Un profond silence s’enracina entre eux. Élisabeth apprit qu’elle devrait conjuguer avec ces absences de paroles et en deviner leur signification.
- Avant de partir pour l’église, le matin du mariage, ma mère m’a dit que les hommes sont ceux qui possèdent l’instrument pour faire des enfants. Je n’ai jamais vu autre chose que mes petits frères ou encore les animaux quand vient le temps de servir les femelles.
- C’est la même chose pour moi.
- Il nous faudra donc apprendre par nous-mêmes.
Élisabeth s’approcha de cet homme distant physiquement et lointain moralement. Avec la douceur qui guide l'incertitude, elle lui prit la main, la caressa d'un mouvement pudique aussi beau qu'une lune éclairant la mer. Le bruit des vagues venait jusqu’à eux enveloppé dans une brise rafraichissant légèrement la nuit.
Au loin, le jappement d’un chien fit sursauter Joseph. Il se retourna vers sa femme et la prit dans ses bras. Elle se laissa aller. Il la berçait ainsi qu’une mère l’aurait fait pour un enfant malade.

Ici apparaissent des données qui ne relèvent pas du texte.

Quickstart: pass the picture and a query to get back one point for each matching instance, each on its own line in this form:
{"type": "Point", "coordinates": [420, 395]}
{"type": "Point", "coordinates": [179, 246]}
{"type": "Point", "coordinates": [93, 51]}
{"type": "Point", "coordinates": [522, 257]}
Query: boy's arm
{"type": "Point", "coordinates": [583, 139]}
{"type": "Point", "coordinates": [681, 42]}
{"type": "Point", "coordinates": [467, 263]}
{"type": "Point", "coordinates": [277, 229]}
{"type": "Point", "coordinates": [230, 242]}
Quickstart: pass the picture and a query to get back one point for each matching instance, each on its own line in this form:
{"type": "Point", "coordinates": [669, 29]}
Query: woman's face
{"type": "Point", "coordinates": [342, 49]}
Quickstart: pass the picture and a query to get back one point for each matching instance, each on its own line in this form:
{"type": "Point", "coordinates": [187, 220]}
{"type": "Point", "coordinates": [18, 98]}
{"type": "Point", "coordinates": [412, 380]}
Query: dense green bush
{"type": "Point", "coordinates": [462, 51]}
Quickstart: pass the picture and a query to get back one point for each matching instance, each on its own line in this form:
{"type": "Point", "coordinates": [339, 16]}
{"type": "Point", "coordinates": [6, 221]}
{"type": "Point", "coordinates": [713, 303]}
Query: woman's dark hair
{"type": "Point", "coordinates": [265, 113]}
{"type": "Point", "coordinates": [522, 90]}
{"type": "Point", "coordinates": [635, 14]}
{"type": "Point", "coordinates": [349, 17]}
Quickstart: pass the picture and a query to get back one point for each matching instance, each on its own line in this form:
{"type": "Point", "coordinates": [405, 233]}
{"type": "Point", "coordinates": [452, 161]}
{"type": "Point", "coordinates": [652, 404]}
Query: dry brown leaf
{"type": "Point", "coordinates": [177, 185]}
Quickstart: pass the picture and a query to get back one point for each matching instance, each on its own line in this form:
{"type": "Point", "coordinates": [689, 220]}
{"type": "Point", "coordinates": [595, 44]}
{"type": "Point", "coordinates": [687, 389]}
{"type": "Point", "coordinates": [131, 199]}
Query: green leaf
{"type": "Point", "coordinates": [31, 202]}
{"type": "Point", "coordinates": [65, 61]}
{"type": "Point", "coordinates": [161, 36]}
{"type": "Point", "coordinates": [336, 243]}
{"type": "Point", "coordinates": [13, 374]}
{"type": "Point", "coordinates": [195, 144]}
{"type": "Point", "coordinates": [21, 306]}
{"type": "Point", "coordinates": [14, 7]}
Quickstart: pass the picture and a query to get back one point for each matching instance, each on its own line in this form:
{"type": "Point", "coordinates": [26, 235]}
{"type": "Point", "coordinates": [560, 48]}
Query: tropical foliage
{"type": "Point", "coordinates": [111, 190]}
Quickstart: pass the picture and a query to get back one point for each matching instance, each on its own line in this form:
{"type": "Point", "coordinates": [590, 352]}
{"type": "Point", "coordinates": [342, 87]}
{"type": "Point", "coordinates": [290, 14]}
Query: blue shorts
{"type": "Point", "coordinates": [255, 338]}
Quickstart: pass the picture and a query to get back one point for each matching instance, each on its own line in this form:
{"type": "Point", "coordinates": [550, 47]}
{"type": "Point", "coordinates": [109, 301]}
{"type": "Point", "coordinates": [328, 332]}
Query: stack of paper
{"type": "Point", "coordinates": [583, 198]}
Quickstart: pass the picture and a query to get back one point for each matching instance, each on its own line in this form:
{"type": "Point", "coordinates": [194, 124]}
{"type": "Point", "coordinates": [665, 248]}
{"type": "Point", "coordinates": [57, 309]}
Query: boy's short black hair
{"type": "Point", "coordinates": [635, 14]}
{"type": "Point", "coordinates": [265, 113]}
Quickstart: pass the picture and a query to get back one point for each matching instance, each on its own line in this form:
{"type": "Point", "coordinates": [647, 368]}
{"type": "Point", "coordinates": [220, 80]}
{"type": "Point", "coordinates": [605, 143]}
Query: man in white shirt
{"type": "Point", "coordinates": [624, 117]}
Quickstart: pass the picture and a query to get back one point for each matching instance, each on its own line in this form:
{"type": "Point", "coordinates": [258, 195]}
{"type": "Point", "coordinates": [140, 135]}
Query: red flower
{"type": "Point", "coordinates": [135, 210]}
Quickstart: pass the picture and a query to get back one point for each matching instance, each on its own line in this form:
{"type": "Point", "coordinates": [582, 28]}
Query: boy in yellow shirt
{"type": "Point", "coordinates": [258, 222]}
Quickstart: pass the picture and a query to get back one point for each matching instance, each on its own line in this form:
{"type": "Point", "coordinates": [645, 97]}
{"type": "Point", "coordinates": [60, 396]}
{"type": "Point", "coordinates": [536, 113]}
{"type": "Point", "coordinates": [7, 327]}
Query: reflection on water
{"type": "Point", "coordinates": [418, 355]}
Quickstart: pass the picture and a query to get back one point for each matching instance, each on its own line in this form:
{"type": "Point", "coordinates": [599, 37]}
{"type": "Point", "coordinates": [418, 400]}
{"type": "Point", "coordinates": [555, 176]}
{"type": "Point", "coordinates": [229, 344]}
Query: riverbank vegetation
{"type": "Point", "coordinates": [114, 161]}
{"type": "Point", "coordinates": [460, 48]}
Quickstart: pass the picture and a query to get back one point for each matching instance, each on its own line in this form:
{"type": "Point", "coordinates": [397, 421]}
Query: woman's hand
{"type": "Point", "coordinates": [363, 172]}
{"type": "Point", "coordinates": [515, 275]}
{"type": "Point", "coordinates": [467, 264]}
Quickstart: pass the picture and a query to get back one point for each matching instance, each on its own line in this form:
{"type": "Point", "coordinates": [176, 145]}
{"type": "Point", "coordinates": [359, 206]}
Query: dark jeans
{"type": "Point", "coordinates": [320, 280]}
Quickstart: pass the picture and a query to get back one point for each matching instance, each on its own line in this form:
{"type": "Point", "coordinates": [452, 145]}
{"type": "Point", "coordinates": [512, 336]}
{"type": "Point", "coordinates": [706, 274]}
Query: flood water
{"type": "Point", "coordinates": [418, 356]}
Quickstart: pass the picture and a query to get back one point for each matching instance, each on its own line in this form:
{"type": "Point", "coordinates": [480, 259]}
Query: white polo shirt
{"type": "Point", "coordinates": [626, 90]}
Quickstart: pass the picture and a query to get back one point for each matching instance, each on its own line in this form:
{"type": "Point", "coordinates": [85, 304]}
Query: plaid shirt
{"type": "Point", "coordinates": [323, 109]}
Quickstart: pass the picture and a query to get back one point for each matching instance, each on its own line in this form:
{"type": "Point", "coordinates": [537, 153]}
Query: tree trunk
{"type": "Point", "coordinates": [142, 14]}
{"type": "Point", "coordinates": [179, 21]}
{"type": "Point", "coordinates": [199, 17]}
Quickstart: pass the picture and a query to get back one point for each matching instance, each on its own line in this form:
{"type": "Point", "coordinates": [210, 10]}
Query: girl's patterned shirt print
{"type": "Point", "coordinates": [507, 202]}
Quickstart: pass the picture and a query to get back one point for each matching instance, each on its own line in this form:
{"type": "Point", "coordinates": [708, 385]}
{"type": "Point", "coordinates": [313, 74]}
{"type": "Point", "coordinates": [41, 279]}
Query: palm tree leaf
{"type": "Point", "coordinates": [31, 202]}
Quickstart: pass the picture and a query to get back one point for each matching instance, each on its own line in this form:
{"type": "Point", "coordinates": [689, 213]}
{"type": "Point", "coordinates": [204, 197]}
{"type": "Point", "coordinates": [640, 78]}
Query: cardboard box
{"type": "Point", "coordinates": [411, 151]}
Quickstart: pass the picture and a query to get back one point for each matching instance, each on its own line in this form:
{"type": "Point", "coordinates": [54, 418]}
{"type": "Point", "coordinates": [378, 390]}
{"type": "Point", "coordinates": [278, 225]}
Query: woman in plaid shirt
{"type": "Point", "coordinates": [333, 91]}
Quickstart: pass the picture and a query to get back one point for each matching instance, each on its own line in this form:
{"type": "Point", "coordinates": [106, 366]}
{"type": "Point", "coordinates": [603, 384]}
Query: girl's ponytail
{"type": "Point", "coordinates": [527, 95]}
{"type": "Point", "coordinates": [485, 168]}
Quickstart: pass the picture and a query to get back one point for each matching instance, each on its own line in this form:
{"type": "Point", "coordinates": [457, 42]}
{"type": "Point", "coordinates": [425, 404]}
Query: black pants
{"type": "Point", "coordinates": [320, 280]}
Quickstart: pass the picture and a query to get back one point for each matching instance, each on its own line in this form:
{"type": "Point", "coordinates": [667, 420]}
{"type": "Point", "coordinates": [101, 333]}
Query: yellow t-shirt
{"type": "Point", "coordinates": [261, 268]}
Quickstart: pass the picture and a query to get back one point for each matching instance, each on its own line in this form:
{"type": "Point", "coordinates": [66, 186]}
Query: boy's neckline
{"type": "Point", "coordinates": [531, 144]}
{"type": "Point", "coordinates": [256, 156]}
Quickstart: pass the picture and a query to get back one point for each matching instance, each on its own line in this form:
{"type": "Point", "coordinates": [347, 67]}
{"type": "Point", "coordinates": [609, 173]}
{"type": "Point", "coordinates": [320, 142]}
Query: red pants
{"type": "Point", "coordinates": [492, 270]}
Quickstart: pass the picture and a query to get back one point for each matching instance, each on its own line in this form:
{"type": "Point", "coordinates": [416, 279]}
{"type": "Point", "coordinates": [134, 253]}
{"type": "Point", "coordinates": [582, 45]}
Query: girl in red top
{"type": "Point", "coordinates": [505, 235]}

- Je t’aime Joseph. Il faut que tu en sois certain.
Aucun mot ne sortit de sa bouche alors qu’il respirait ses cheveux. Les mains noueuses de Joseph, malhabiles à lui adresser un message, se promenaient sur les épaules et le dos d’Élisabeth comme si elles recherchaient en tâtonnant ce qu’il fallait faire, ce qu’il fallait dire.
- Allons nous coucher, dit-elle en se retournant vers le perron, s’y dirigeant avec assurance.
Les deux jeunes mariés montèrent à l’étage sans faire de bruit. Refermèrent derrière eux la porte de la chambre.
Dans la noirceur brûlante, l’un et l’autre étendus, retenant leur souffle, à bout de doigts se rejoignant pour se refermer dans une espèce de prière, Joseph et Élisabeth, maladroitement, firent leur premier acte d’amour qu’on appelait à cette époque, « faire des enfants ».
Élisabeth reçut son homme sans que cela ne la fasse souffrir, sans jamais savoir si son homme lui transmettait de l’amour, de la souffrance ou encore, le germe d’une famille à venir.